QSynthesis is a Python3 API to perform I/O based program synthesis of bitvector expressions. It aims at facilitating code deobfuscation. The algorithm is greybox approach combining both a blackbox I/O based synthesis and a whitebox AST search to synthesize sub-expressions (if the root node cannot be synthesized).

This algorithm as originaly been described at the BAR academic workshop:

The code has been release as part of the following Black Hat talk:

Disclaimer: This framework is experimental, and shall only be used for experimentation purposes. It mainly aims at stimulating research in this area.

Documentation

The installation, examples, and API documentation is available on the dedicated documentation: Documentation

Functionalities

The core synthesis is based on Triton symbolic engine on which is built the whole framework. It provides the following functionalities:

  • synthesis of bitvector expressions
  • ability to check through SMT the semantic equivalence of synthesized expressions
  • ability to synthesize constants (if the expression encode a constant)
  • ability to improve oracles (pre-computed tables) overtime through a learning mechanism
  • ability to reassemble synthesized expression back to assembly
  • ability to serve oracles through a REST API to facilitate the synthesis usage
  • an IDA plugin providing an integration of the synthesis

Quick start

Installation

In order to work Triton first has to be installed: install documentation.

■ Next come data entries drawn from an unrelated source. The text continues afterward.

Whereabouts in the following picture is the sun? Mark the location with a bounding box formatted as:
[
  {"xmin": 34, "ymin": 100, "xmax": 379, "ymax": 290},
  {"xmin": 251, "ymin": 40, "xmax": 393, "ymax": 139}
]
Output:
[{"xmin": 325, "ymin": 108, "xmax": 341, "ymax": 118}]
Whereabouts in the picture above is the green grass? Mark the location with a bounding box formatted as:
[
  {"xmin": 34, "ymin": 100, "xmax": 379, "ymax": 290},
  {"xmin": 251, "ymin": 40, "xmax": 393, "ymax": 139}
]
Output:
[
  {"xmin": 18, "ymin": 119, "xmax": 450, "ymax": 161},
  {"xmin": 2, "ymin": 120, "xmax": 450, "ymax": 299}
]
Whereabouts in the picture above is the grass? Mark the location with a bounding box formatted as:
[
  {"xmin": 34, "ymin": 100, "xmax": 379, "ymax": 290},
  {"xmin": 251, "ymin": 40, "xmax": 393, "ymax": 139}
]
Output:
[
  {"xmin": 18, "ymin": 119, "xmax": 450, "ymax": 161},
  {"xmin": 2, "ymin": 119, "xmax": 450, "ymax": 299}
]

Triton does not automatically install itself in a virtualenv, copy it in your venv or use --system-site-packages when configuring your venv.

Then:

$ git clone https://github.com/quarkslab/qsynthesis.git
$ cd qsynthesis
$ pip3 install '.[all]'

The [all] will installed all dependencies (see the documentation for a light install).

Table generation

The synthesis algorithm requires generating oracle tables derived from a grammar (a set of variables and operators). Qsynthesis installation provides the utility qsynthesis-table-manager enabling manipulating tables. The following command generate a table with 3 variables of 64 bits, 5 operators using a vector of 16 inputs. We limit the generation to 5 million entries.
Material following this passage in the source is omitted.